The road kept climbing up and down yet more valleys before eventually getting us to Kabale, the springboard to the gorilla national parks and transit point for traffic to Rwanda via the Katuna border post.

Tourist travellers from Kabale take the routes to either Buhoma, Ruhija or Kisoro, depending on where they will track gorillas, and the newly widened and tarmacked road from Kabale to Kisoro already extends well beyond Muko, a small settlement more than half way towards Kisoro.

A lot of additional work is needed to complete the entire road, however, but a reasonably good murram road made the drive for the remainder of the journey easier than remembered from the last such trip.

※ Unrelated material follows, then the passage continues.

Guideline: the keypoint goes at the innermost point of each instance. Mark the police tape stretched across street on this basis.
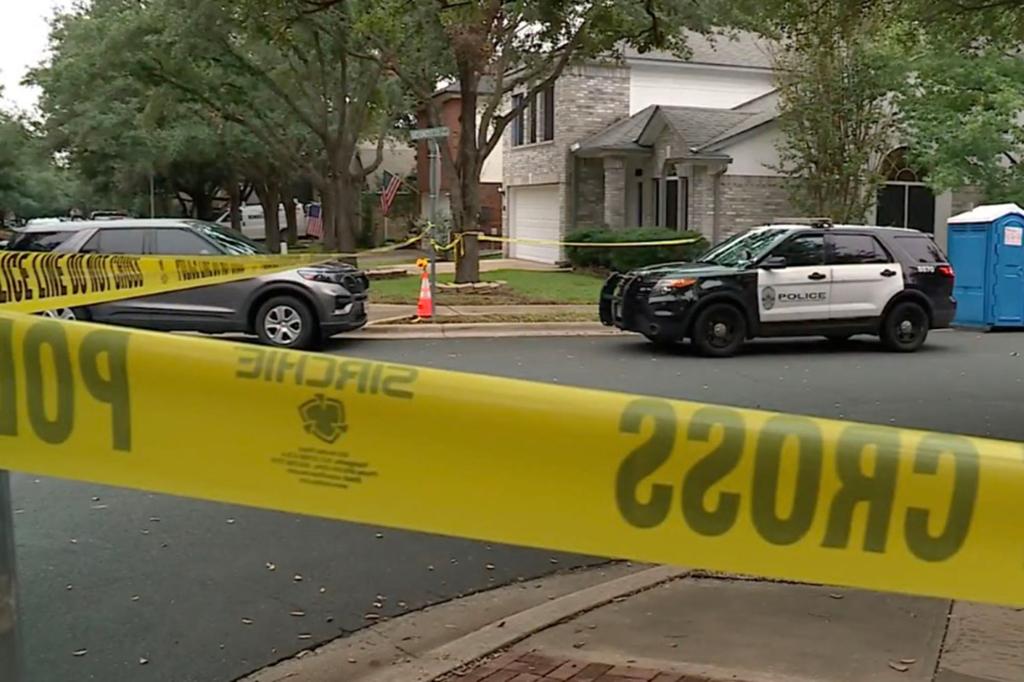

There is plenty of good accommodation available in Kisoro, as well as tourist safari lodges near the main centres of gorilla tracking, such as the Volcanoes Safaris Lodge just outside the Mgahinga entrance gate, the newly built and presently soft opened Gorilla Safari Lodge a stone throw away from where we were to track the following day to see the Nshongi gorilla group and of course the much acclaimed “Clouds” in Nkuringo with their own gorilla group reported about frequently when the ‘greed and envy’ crowd was still vocal, and without argument in this correspondent’s mind the best of the lot, by miles.

Sadly none of the media made it into the better properties but the “junior celebs” actually stayed there for two nights, as did their minders, but more about that and the tracking to see ‘Nshongi the Magnificent’ – the dominant silverback and head of the Nshongi group, in next week’s edition.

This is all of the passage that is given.